What benefits did I gain from developing this database? I’ll admit, I gained some value from simply importing my old spreadsheet and studying each record. Seeing the records in a fresh format allowed me to see them anew. As I tinkered with the database design, I was coming up with new targets; as I made sure my data fit this structure, I got to reconsider each story. Nevertheless, that’s value I would not have gained from continuing to use my old spreadsheet with its fewer features.
Going forward, I expect to—and indeed have already started to—gain value in the following ways:
The Overdue field keeps me on top of submissions. Rather than moving silently from “in some editor’s queue” to “apparently rejected” to “I forgot about it,” the story comes back in my consciousness.
The colored Status can show me at a glance: yes, most of my high-priority or Deadline projects are Under Consideration somewhere, or no, I need to work on X, Y, and Z.
In the Magazines table, the Past Published/Rejected fields help me better understand my publication targets, and which new ideas are best for them.
Sometimes I write an essay without knowing where it’ll go.
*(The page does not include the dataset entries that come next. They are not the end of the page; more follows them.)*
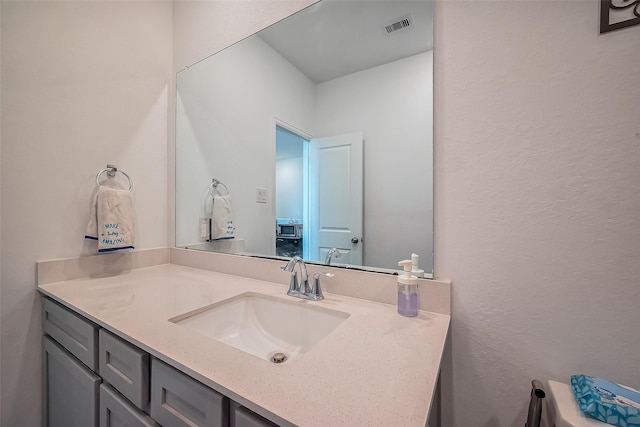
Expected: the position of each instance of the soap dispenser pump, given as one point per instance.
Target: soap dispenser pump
(407, 291)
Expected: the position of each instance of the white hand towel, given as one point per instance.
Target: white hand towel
(222, 218)
(112, 220)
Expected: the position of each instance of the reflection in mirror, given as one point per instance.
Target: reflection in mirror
(320, 127)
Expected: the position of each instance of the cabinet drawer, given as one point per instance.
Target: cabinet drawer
(70, 389)
(177, 400)
(74, 332)
(244, 417)
(126, 368)
(116, 411)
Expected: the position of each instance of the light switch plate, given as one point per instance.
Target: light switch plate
(261, 195)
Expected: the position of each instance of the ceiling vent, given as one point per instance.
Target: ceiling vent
(401, 24)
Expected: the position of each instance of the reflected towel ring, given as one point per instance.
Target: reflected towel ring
(214, 188)
(111, 172)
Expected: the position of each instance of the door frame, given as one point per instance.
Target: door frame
(305, 183)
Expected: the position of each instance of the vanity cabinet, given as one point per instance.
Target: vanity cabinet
(70, 388)
(115, 411)
(243, 417)
(125, 367)
(177, 400)
(94, 378)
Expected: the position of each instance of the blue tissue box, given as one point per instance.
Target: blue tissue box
(602, 405)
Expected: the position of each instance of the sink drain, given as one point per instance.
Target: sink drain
(278, 358)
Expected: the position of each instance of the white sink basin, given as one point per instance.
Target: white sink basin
(263, 325)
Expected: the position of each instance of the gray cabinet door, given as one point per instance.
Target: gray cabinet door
(116, 411)
(76, 334)
(243, 417)
(177, 400)
(125, 367)
(71, 390)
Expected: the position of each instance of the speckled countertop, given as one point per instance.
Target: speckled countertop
(377, 368)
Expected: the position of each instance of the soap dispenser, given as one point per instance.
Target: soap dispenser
(407, 291)
(415, 266)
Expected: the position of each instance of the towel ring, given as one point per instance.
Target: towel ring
(111, 172)
(214, 187)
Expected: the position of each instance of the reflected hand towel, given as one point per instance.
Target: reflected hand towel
(222, 218)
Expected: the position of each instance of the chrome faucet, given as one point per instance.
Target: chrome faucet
(302, 289)
(333, 253)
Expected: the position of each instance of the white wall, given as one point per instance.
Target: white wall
(233, 100)
(392, 104)
(537, 195)
(83, 84)
(289, 185)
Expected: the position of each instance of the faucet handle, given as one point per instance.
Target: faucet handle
(316, 290)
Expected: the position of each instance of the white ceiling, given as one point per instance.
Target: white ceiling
(337, 37)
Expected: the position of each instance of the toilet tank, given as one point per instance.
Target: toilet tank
(562, 409)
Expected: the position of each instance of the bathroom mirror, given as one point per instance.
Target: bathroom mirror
(317, 134)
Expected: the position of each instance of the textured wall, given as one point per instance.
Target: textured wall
(83, 84)
(537, 196)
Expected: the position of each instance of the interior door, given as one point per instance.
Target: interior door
(336, 197)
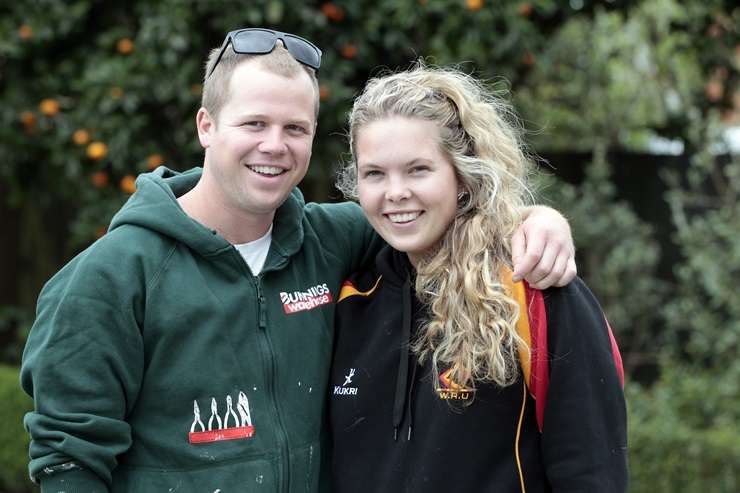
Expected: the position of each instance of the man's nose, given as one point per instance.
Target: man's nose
(273, 142)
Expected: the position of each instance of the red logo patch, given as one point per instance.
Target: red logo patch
(299, 301)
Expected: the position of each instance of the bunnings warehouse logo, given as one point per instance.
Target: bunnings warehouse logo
(299, 301)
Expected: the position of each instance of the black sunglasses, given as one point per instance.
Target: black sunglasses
(257, 41)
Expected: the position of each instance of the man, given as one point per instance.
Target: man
(189, 347)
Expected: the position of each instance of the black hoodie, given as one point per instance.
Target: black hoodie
(398, 427)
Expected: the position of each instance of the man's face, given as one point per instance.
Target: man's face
(259, 148)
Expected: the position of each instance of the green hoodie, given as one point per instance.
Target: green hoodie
(158, 362)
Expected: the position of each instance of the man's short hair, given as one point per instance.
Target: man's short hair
(279, 61)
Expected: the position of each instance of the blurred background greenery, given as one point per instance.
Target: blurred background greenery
(630, 106)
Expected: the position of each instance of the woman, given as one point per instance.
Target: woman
(428, 389)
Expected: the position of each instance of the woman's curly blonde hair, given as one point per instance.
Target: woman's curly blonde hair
(472, 322)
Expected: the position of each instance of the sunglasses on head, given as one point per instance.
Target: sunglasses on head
(258, 41)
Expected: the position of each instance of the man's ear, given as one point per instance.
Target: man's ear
(205, 125)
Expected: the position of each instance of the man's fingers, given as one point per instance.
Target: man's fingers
(542, 271)
(532, 256)
(518, 245)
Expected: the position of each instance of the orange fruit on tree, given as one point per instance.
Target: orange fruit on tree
(97, 150)
(128, 184)
(99, 179)
(49, 106)
(81, 137)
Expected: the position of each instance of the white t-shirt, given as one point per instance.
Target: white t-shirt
(255, 252)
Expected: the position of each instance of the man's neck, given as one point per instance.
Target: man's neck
(235, 225)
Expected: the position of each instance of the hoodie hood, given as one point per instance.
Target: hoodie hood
(154, 207)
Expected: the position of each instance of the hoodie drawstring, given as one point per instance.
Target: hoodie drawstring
(403, 361)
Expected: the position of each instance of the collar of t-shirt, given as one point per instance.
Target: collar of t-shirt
(254, 253)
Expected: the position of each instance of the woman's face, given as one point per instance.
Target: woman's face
(406, 185)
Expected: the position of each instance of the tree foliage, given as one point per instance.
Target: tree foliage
(96, 92)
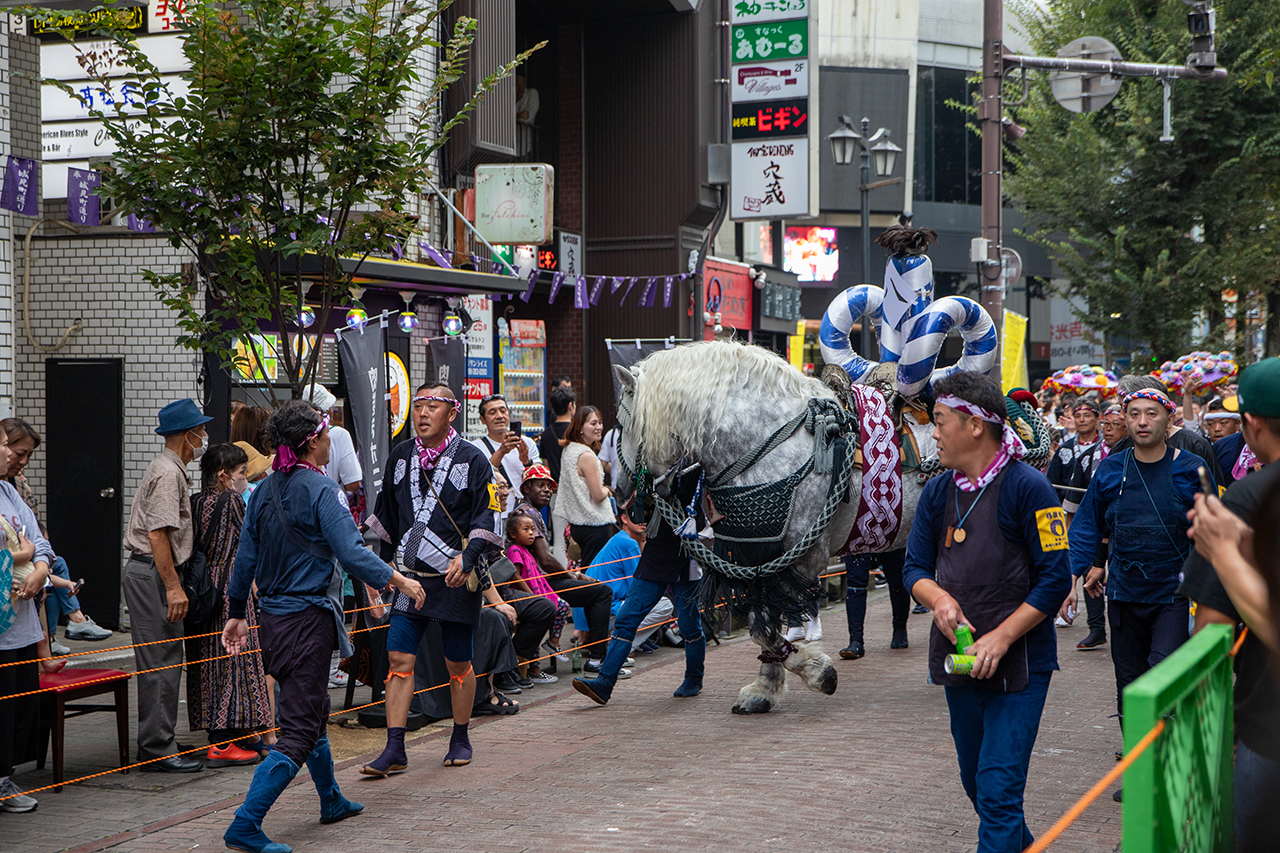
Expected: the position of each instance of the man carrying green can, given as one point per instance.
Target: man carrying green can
(988, 551)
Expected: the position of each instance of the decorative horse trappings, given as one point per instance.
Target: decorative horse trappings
(775, 454)
(909, 324)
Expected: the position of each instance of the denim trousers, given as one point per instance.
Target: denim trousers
(995, 734)
(641, 597)
(60, 602)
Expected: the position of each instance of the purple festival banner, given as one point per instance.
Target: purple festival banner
(82, 205)
(19, 187)
(649, 292)
(533, 279)
(557, 282)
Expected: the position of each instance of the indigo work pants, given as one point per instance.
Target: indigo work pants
(858, 575)
(995, 733)
(296, 649)
(1143, 635)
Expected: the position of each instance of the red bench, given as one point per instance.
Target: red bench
(73, 684)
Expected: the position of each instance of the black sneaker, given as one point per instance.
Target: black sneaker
(506, 683)
(1097, 637)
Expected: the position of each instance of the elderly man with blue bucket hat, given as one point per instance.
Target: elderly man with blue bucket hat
(160, 538)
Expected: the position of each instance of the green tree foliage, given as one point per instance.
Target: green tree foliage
(1152, 233)
(297, 146)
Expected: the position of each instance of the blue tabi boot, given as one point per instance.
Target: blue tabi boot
(600, 688)
(270, 779)
(695, 664)
(333, 806)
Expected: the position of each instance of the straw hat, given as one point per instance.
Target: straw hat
(257, 464)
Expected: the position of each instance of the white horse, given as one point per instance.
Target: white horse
(716, 404)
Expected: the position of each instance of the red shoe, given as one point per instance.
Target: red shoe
(231, 756)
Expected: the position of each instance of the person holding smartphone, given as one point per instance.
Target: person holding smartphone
(506, 446)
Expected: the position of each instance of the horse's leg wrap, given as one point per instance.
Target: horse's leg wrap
(781, 655)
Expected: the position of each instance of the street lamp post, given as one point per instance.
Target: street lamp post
(844, 141)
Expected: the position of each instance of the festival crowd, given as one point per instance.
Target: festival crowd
(476, 557)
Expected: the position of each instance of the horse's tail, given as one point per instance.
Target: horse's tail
(862, 300)
(926, 336)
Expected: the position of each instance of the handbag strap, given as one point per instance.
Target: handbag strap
(314, 548)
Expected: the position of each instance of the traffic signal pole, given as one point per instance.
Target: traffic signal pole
(1201, 64)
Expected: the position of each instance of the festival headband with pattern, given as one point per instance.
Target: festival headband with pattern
(434, 398)
(287, 457)
(1151, 393)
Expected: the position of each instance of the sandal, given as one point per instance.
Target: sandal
(503, 706)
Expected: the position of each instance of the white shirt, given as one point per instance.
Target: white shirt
(343, 465)
(609, 455)
(511, 465)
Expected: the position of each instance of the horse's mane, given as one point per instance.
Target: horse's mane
(680, 391)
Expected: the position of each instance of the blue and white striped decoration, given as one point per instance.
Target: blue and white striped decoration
(926, 333)
(839, 322)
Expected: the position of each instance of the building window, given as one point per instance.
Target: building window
(947, 154)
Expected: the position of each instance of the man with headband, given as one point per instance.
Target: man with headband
(1073, 466)
(435, 516)
(1138, 500)
(1223, 428)
(993, 525)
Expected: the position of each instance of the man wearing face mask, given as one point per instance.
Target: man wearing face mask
(160, 538)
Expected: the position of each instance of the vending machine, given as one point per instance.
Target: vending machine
(522, 370)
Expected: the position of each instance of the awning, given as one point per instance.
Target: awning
(410, 276)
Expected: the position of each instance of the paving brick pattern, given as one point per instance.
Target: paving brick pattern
(869, 769)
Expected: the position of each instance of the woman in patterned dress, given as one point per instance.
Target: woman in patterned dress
(228, 697)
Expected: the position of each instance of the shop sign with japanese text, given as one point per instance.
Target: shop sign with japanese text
(771, 119)
(754, 10)
(777, 40)
(771, 179)
(728, 291)
(769, 81)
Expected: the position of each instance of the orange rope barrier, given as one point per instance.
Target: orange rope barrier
(1093, 793)
(359, 707)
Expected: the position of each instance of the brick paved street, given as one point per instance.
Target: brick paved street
(869, 769)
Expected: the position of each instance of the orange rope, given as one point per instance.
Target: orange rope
(1093, 793)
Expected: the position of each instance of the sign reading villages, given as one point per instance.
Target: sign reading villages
(771, 91)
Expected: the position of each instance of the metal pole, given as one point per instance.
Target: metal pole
(865, 160)
(990, 113)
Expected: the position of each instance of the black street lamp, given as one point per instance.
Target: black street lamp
(844, 142)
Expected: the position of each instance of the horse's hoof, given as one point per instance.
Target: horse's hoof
(753, 706)
(828, 680)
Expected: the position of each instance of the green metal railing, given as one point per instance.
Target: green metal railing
(1178, 793)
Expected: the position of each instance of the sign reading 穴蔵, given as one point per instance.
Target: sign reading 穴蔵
(773, 108)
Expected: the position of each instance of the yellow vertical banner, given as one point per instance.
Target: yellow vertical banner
(795, 347)
(1014, 346)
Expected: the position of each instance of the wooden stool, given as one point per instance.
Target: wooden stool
(73, 684)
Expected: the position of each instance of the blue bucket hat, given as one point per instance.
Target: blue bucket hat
(179, 416)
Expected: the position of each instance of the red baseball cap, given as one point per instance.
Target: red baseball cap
(538, 471)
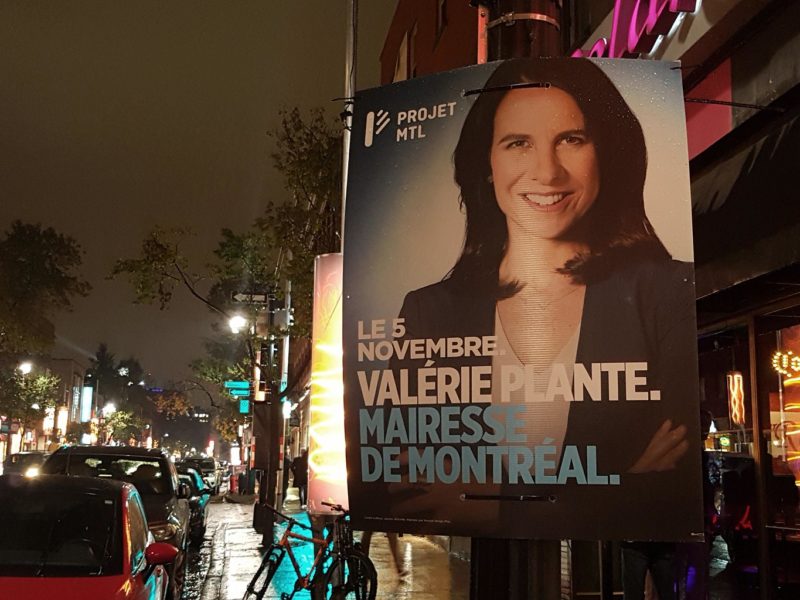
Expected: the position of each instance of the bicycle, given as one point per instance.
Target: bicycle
(342, 570)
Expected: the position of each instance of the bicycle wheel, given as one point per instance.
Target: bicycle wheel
(266, 571)
(352, 577)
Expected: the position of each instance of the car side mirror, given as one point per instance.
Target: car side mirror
(184, 491)
(160, 553)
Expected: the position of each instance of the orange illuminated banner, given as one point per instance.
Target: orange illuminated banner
(326, 463)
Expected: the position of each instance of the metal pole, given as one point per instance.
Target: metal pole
(284, 384)
(762, 458)
(351, 44)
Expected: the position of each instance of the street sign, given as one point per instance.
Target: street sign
(237, 385)
(250, 298)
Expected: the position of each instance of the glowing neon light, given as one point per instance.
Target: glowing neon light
(326, 458)
(637, 25)
(786, 363)
(736, 397)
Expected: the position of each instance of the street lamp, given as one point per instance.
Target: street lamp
(237, 323)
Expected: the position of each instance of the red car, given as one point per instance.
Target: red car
(77, 538)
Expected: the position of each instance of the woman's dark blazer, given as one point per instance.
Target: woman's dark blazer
(642, 312)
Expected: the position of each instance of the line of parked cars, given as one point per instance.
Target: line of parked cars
(99, 522)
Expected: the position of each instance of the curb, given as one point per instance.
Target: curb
(212, 585)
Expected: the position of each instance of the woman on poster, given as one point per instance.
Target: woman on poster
(562, 265)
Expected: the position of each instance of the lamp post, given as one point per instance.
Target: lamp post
(25, 367)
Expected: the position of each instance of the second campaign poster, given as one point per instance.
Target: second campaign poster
(518, 320)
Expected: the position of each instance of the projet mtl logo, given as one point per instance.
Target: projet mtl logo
(376, 122)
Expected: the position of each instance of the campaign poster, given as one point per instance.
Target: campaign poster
(519, 326)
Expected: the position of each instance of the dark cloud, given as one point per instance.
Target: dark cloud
(117, 116)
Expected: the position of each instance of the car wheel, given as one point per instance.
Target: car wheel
(178, 576)
(197, 535)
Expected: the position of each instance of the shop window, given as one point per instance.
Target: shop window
(781, 414)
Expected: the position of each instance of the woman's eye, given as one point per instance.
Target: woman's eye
(573, 140)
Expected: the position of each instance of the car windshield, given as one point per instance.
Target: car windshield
(63, 534)
(191, 481)
(150, 475)
(24, 460)
(205, 465)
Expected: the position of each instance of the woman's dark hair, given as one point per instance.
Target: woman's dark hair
(615, 229)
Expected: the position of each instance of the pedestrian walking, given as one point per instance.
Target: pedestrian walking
(300, 473)
(394, 548)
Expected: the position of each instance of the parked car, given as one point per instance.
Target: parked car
(209, 468)
(78, 538)
(198, 502)
(25, 463)
(166, 500)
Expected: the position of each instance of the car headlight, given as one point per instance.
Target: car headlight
(163, 531)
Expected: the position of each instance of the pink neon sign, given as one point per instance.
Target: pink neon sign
(636, 26)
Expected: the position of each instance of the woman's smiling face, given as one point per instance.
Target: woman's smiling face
(544, 163)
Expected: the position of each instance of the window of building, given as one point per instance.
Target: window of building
(401, 64)
(412, 52)
(441, 17)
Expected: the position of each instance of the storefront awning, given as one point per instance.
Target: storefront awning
(747, 212)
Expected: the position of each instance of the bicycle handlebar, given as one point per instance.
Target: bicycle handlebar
(334, 506)
(287, 517)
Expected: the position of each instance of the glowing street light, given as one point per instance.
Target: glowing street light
(237, 323)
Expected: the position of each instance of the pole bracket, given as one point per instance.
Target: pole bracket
(512, 17)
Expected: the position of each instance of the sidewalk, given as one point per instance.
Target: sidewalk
(432, 574)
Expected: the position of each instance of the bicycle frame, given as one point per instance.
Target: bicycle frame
(321, 544)
(336, 546)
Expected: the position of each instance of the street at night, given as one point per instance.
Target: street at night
(400, 300)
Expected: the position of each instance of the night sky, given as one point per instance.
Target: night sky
(117, 116)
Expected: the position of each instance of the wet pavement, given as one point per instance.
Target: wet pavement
(231, 554)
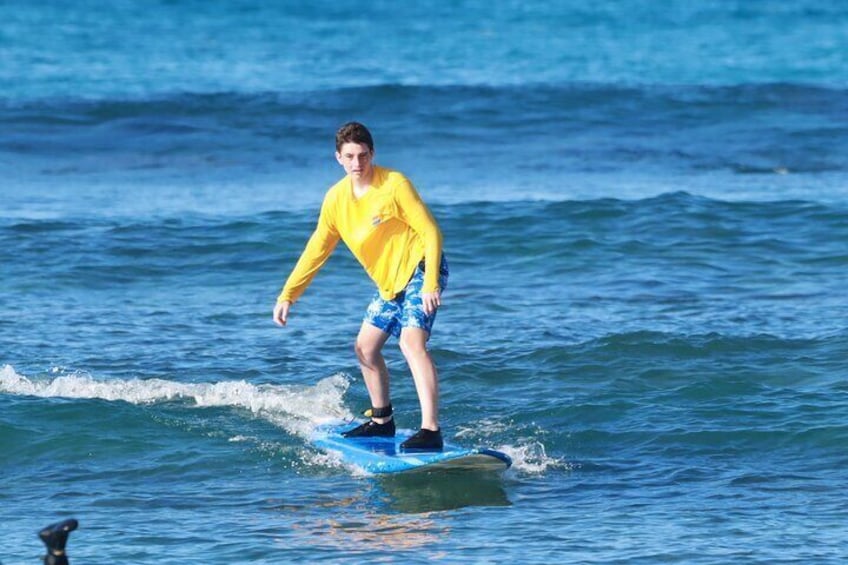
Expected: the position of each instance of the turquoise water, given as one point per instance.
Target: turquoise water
(646, 216)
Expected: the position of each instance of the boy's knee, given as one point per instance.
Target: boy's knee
(366, 352)
(412, 347)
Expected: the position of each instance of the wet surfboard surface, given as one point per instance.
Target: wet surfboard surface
(382, 455)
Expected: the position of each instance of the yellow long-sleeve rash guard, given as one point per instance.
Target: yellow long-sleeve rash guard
(389, 230)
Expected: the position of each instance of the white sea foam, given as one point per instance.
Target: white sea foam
(296, 408)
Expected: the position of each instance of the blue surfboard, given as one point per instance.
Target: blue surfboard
(382, 455)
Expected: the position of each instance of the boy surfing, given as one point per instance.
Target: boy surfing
(381, 218)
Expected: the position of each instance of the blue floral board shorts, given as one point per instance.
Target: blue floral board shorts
(406, 309)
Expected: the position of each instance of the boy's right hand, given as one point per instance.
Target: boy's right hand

Seeing Done=Draft and Status=Needs Home gives me more impetus to submit them.
When a story idea gets rejected, seeing “query” or “draft” under Done reminds me: I’ve written something, why not (alter it and) send it somewhere else?
By looking at the Magazines table, I can quickly see that I haven’t pitched the Daily Globe in a while, indeed not since the Superheroes article. Which of my story ideas would be good for Barney?
My next anthology is far in the future. But now I have some mileposts to track my progress!
I’m offering this template and explanation in the spirit of karma. My own career was greatly helped by mentors such as Gary Ferguson (@GaryAFerguson) and Mark Spragg. If this has been helpful to you, I’m glad to be paying it forward. (OK, if you really, really want to help me in return, please consider buying one of my books—and, if you like it, even writing a nice review at wherever you write user reviews). If you’re able to implement improvements to the database, I’d be delighted to hear about them. Thanks for reading the entirety of this super-nerdy post!